This loss function in tensorflow is used as a loss function in keras/tensorflow to weight binary decisions 张量流中的这个损失函数被用作keras /张量流中的损失函数来加权二元决策

It weights false positives vs false negatives: 权衡误报与误报:

targets * -log(sigmoid(logits)) + (1 - targets) * -log(1 - sigmoid(logits)) 目标* -log(sigmoid(logits))+(1-目标)* -log(1-sigmoid(logits))

The argument pos_weight is used as a multiplier for the positive targets: 参数pos_weight用作正目标的乘数:

targets * -log(sigmoid(logits)) * pos_weight + (1 - targets) * -log(1 - sigmoid(logits)) 目标* -log(sigmoid(logits))* pos_weight +(1-目标)* -log(1-sigmoid(logits))

Does anybody have any suggestions how in addition true positives could be weighted against true negatives if the loss/reward of them should not have an equal weight? 如果有人的损失/报酬不应具有相等的权重,那么是否有人建议将真实的正数与真实的负数相加权?
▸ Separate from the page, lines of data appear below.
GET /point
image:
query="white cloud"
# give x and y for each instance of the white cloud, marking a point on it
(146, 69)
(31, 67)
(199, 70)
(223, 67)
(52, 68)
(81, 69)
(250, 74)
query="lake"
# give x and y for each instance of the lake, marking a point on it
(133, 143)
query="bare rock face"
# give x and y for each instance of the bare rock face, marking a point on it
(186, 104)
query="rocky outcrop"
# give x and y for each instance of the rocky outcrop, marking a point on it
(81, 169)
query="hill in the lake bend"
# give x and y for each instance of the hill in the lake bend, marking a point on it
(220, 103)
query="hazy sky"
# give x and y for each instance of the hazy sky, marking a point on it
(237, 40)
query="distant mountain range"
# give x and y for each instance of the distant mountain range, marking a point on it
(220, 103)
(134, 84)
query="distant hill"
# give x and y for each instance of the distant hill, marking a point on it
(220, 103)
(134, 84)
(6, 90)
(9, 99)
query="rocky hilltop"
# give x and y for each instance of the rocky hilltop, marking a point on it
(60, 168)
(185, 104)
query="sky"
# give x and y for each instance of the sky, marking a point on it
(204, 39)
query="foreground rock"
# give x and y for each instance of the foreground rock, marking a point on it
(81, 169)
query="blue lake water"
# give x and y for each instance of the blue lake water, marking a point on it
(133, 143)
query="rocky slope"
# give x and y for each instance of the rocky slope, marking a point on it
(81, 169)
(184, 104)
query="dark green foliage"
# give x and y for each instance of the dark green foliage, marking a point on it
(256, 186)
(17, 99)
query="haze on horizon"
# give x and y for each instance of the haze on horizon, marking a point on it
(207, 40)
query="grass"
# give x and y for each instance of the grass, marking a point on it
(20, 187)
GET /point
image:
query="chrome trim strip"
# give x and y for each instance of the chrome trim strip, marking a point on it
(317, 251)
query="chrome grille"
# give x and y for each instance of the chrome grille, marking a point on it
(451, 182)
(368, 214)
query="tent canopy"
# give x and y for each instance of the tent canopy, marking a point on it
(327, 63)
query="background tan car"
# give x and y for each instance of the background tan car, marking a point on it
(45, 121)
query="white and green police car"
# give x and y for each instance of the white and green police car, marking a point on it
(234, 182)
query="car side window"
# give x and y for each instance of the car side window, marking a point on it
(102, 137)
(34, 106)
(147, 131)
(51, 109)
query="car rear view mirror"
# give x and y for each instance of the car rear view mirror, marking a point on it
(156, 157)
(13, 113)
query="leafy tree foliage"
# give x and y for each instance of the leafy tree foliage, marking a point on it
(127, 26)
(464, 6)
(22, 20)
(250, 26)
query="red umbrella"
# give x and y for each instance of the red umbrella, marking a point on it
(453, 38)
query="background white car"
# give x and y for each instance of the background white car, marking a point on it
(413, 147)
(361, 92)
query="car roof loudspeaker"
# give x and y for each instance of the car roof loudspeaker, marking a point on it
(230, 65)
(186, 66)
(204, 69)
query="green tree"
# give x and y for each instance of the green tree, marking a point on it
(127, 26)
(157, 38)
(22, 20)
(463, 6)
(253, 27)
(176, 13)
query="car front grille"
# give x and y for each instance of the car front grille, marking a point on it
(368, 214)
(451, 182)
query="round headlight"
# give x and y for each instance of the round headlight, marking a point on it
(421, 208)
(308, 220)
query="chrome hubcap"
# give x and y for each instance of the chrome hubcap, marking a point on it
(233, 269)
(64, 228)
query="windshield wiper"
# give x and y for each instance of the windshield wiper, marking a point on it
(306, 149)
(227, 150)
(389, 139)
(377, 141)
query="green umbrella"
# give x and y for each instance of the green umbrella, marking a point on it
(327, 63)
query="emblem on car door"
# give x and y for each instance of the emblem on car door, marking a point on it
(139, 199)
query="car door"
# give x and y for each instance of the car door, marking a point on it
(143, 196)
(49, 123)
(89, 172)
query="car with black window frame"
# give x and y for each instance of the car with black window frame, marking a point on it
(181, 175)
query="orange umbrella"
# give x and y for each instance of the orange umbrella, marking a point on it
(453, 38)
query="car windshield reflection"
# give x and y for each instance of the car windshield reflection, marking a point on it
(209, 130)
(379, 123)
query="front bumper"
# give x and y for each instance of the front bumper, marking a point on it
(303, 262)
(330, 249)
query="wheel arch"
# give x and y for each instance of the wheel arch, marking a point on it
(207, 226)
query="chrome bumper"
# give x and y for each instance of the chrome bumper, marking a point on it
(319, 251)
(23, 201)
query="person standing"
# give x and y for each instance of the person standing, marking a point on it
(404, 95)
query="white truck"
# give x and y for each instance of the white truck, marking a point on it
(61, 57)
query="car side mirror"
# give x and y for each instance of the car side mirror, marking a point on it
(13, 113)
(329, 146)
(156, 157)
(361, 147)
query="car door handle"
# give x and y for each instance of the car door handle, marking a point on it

First, note that with cross entropy loss, there is some (possibly very very small) penalty to each example (even if correctly classified). 首先,请注意,由于交叉熵损失,每个示例(即使正确分类)也会受到一些(可能非常小)损失。 For example, if the correct class is 1 and our logit is 10, the penalty will be 例如,如果正确的类别是1,而我们的logit是10,则惩罚为

-log(sigmoid(10)) = 4*1e-5

This loss (very slightly) pushes the network to produce even higher logit for this case to get its sigmoid even closer to 1. Similarly, for negative class, even if the logit is -10, the loss will push it to be even more negative. 这种损失(非常轻微)会导致网络产生更高的logit,使这种情况的乙状结肠更接近1。类似地,对于负数类别,即使logit为-10,损失也会使它变得更加负数。 。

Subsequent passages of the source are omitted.